"Owned events" and "provider events" sound like jargon, but the distinction decides how much of your mobile data you actually keep. VibesFlyer supports both on purpose — here's why.
Provider events
A provider event lives in someone else's system — Firebase, AppsFlyer, Meta, TikTok. You add their SDK and they collect, store, and report the data. Upsides: rich product analytics, attribution, and ad-platform optimization. Downsides: iOS privacy (ATT/SKAdNetwork) limits attribution, DebugView lags, and you only see what each provider chooses to expose.
Owned events
An owned (first-party) event is one your app sends to your own endpoint, stored in your own database. You control the schema, the retention, and the truth. Owned events aren't subject to a provider's sampling or export limits, and they're portable across vendors.
Why VibesFlyer uses both
They solve different problems:
- Owned events give you a durable baseline: real sessions, signups, trials, and revenue you can always trust.
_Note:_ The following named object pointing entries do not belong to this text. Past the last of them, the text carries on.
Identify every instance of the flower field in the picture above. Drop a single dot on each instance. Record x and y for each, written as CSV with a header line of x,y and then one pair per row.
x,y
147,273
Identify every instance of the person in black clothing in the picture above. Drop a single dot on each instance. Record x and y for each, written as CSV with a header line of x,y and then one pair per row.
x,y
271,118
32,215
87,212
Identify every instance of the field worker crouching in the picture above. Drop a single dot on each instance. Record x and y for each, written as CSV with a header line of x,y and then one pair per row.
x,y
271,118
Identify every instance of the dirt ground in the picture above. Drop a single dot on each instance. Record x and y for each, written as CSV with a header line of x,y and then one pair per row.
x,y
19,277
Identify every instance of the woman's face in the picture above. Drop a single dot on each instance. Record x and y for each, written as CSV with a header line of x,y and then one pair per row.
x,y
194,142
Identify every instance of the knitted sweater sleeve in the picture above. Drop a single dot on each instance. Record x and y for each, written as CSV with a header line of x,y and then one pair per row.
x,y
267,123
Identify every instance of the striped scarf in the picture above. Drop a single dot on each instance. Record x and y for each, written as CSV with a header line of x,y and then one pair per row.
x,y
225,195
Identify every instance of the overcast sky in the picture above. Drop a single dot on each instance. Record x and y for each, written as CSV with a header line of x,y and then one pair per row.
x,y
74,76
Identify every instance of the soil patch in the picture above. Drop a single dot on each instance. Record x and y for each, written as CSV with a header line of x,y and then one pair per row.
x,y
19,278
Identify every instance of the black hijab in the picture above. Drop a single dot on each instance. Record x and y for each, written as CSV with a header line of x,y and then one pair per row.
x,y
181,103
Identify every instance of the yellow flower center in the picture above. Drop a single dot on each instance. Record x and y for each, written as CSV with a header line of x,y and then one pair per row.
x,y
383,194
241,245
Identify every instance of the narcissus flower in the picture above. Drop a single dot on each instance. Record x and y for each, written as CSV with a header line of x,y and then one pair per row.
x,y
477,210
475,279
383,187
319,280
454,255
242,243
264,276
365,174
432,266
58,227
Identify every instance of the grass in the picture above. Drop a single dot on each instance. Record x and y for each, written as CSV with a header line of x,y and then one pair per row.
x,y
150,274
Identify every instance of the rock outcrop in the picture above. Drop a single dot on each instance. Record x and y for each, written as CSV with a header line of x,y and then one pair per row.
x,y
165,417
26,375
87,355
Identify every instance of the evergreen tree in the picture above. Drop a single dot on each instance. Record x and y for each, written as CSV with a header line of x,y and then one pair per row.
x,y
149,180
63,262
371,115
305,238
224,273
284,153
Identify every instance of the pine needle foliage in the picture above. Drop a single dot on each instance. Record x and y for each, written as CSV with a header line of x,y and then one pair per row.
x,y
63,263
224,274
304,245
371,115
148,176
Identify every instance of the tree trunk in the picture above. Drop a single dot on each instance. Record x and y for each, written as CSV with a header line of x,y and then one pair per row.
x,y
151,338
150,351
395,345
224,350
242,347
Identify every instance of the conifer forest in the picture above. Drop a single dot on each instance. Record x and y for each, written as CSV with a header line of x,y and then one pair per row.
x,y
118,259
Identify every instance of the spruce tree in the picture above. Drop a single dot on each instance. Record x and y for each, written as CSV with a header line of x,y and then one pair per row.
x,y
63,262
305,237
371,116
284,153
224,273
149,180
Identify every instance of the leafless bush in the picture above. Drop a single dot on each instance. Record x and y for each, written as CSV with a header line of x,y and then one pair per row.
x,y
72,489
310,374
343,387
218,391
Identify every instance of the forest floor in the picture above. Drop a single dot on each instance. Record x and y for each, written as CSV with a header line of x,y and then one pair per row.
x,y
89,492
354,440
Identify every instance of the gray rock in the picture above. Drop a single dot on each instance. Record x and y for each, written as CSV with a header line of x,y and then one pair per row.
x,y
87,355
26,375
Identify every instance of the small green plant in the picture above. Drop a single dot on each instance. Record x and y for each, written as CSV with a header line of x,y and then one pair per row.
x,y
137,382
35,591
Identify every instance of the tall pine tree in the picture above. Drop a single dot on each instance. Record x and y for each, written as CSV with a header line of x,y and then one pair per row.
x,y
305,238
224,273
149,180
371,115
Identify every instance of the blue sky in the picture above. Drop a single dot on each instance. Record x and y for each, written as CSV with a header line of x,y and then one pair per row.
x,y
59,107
- Provider events give you attribution (which campaign drove the install) and ad-platform optimization that owned data alone can't.
The strong pattern: capture owned events as your source of truth, connect Firebase and your MMP to enrich and attribute on top. If an SDK misfires, your core funnel still reports correctly.
In practice
- Log owned events for your canonical lifecycle (
session_started,signup_completed,trial_started,purchase_completed). - Connect Firebase for product analytics and AppsFlyer for attribution.
- Reconcile: when provider numbers and owned numbers diverge, the gap is a signal — VibesFlyer surfaces it as a tracking-health insight.
Owned-first isn't anti-Firebase. It's making sure that when an SDK or attribution window fails, you still know what happened in your own app.